SCEC Award Number 18148 View PDF
Proposal Category Collaborative Proposal (Integration and Theory)
Proposal Title Reconciling Stress Field Orientation From Borehole Breakouts And Local Earthquake Focal Mechanism Inversions: Implications For The Length Scale Of Stress Heterogeneity
Investigator(s)
Name Organization
Karen Luttrell Louisiana State University Jeanne Hardebeck United States Geological Survey
Other Participants
SCEC Priorities 1d, 1c, 1e SCEC Groups CXM, SDOT
Report Due Date 03/15/2019 Date Report Submitted 05/02/2019
Project Abstract
We compiled a thorough set of published observations of borehole-derived stress orientation across the Los Angeles region for detailed study. We then performed 1800 new stress state inversions of local focal mechanisms centered around boreholes, covering a volume of crust defined by varying maximum distance and maximum depth criteria. Comparing these two stress indicators over a variety of length scales allows us to describe the length scale of stress heterogeneity across this region, and to test the hypothesis that previously observed discrepancies are caused either by differences in crustal depth sampled or by over-smoothing during focal mechanism inversion. We expect that more boreholes would have adequately fit SHmax directions when compared with SHmax directions inverted from focal mechanisms within a more localized volume (shorter maximum distance and shallower maximum depth). We find instead that, while the local results match the borehole observations better in some areas (e.g., central Ventura), in most areas the improvement in fit with decreasing crustal volume sampled is negligible, even when sampling within a few kilometers. This implies that neither differences in depth nor differences in lengthscale are able to satisfactorily account for the discrepancy between focal mechanism SHmax and borehole SHmax. Overall, these analyses suggest that legitimate stress heterogeneity exists at small lengthscales, in some cases down to a few kilometers or less. These results have immediate implications for the SCEC CSM, for both developers and users.
Intellectual Merit These findings directly support the objectives of the Community Models (CXM) and Stress and Deformation over Time (SDOT) interdisciplinary working groups to answer the basic earthquake science question of “How are faults loaded across temporal and spatial scales?” by quantifying the spatial scale of stress heterogeneity and synthesizing the available observations used to constrain absolute stress and stressing-rate.
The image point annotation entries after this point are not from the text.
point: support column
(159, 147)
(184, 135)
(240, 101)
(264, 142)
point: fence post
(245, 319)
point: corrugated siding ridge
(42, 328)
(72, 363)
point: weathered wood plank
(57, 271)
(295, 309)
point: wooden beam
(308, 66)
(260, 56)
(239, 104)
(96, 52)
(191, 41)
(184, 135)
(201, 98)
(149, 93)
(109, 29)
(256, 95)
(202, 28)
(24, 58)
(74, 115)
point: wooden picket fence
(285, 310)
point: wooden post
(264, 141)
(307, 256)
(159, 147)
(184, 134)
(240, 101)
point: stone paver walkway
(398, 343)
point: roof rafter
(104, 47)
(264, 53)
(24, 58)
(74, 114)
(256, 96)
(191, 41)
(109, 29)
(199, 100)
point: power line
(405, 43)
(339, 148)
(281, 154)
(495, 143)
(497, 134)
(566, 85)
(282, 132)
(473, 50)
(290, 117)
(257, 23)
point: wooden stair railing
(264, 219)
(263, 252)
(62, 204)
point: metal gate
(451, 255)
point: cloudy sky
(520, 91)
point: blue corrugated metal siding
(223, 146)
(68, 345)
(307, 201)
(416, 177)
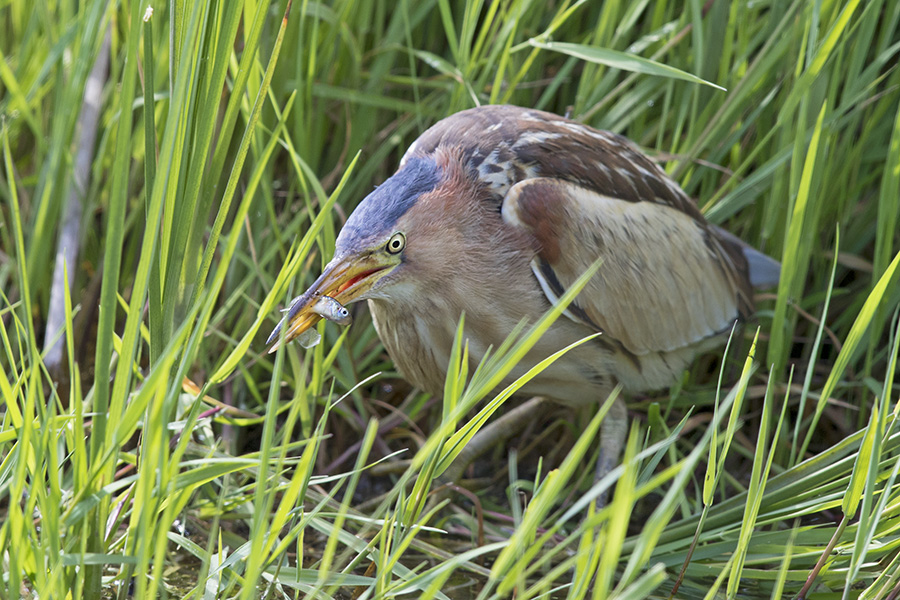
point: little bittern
(494, 211)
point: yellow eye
(396, 243)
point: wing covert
(666, 282)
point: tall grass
(169, 455)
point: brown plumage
(495, 211)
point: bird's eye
(396, 243)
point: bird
(493, 213)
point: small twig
(70, 235)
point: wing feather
(667, 281)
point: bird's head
(371, 253)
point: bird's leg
(496, 432)
(612, 440)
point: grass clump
(150, 447)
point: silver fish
(309, 338)
(329, 308)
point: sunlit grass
(169, 455)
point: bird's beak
(345, 279)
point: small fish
(309, 338)
(329, 308)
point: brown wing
(504, 145)
(666, 281)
Broader Impacts This work is part of a broader project that has enabled three LSU undergraduate students to conduct research and gain valuable experience in data mining, computer programming, figure preparation, and writing skills. This research was presented at the 2018 SCEC Annual Meeting, at the 2019 SCEC Community Stress Model Workshop, and at the 2019 SSA annual meeting.
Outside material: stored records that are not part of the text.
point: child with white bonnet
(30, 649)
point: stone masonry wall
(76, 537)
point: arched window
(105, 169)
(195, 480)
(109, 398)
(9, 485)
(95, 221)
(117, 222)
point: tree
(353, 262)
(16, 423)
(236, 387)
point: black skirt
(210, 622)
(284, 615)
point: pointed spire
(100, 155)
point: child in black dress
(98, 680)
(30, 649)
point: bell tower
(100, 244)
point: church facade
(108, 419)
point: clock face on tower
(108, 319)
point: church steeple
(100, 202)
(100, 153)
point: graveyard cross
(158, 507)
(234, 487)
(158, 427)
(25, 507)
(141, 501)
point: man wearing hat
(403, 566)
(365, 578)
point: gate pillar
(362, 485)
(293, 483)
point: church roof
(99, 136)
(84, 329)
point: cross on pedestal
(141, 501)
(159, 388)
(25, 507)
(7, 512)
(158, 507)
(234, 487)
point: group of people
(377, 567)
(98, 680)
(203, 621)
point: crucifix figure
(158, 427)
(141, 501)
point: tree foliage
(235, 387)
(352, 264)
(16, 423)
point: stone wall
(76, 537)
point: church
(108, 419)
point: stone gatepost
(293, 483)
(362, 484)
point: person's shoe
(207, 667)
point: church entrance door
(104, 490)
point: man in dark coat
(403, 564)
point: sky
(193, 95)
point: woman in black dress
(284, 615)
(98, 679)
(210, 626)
Exemplary Figure Figure 1: a) SHmax azimuth (black bars and central circle color) derived from borehole breakouts across the Los Angeles region [Mount and Suppe, 1992; Kerkela and Stock, 1996; Wilde and Stock, 1997]. Subregions discussed in this study identified by black boxes. b) SHmax azimuth (black bars and central circle color) derived from southern-California wide inversion of earthquake focal mechanisms (gray dots), shown at locations of borehole observations shown in (a) for comparison [Yang et al., 2012; Yang and Hauksson, 2013]. SHmax azimuth (black bars and central circle color) derived from local inversion of earthquake focal mechanisms within c) 20 km or d) 5 km of each borehole observation shown in (a).